Western art and the new era : an introduction to modern art / by Katherine S. Dreier.
The art of thought, by Graham Wallas.
An anthology of modern French poetry, by Gustave L. Van Roosbroeck.
American poetry since 1900 / by Louis Untermeyer.
A.L.A. catalog, 1926; an annotated basic list of 10,000 books.
Dada.
Vierzehn Briefe Christi : ein Geburtstagsgeschenk für seine Abteilung Ernst Haeckel vom Besitzer des Kabarets zur Blauen Milchstrasse.
La dernière Bohème; Verlaine et son milieu.
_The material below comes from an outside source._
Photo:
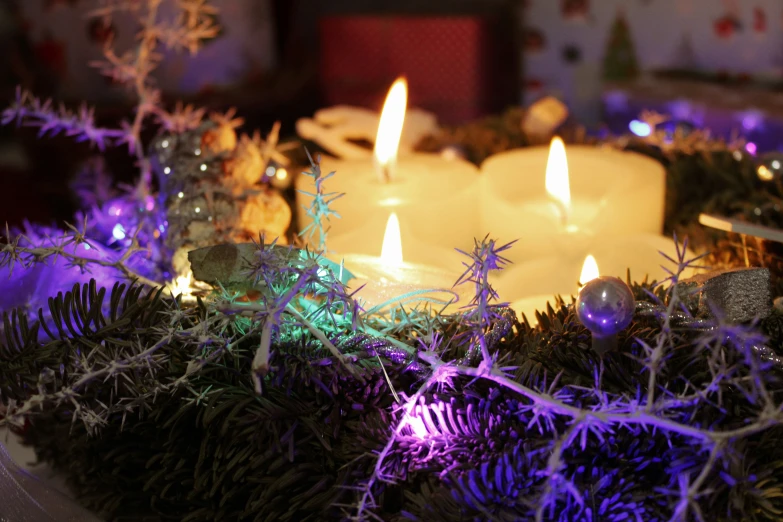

Fantaisie-préface de Rachilde.  4 hors-texte, dessins de: Lita Besnard, G. Braun, F.-A. Cazals, Marie Cazals, Fernand Fau, Florian-Parmentier, Gallien, J. Hilly, Ibels, Jarry, Moréas, Ernest Raynaud, Verlaine.
American criticism, 1926,
Der Zeltweg.




Dai shisō ensaikuropejia.
Abstracts of theses, science series ... submitted to the faculties of the graduate schools of the University of Chicago for the degree of doctor of philosophy, June 1922-June1923, with abstracts of some theses submitted at an earlier date.
Books in black or red.
100 Poy cartoons : reprinted from the London "Evening News" and "Daily Mail".
Abstracts of theses, science series ... submitted to the faculties of the graduate schools of the University of Chicago for the degree of doctor of philosophy, June 1922-June1923, with abstracts of some theses submitted at an earlier date.


In [38]:
#This cell prints out the publication locations of books in the collection
for volume in fr.volumes():
    print(volume.pub_place)

it 
lh 
nyu
nyu
nyu
|||
ilu
fr 
gw 
fr 
nyu
fr 




ja 
ilu
nyu
enk
ilu


For some cities, it is unclear what cities correspond to the abbreviations above. We need a way to map each abbreviation to a city name.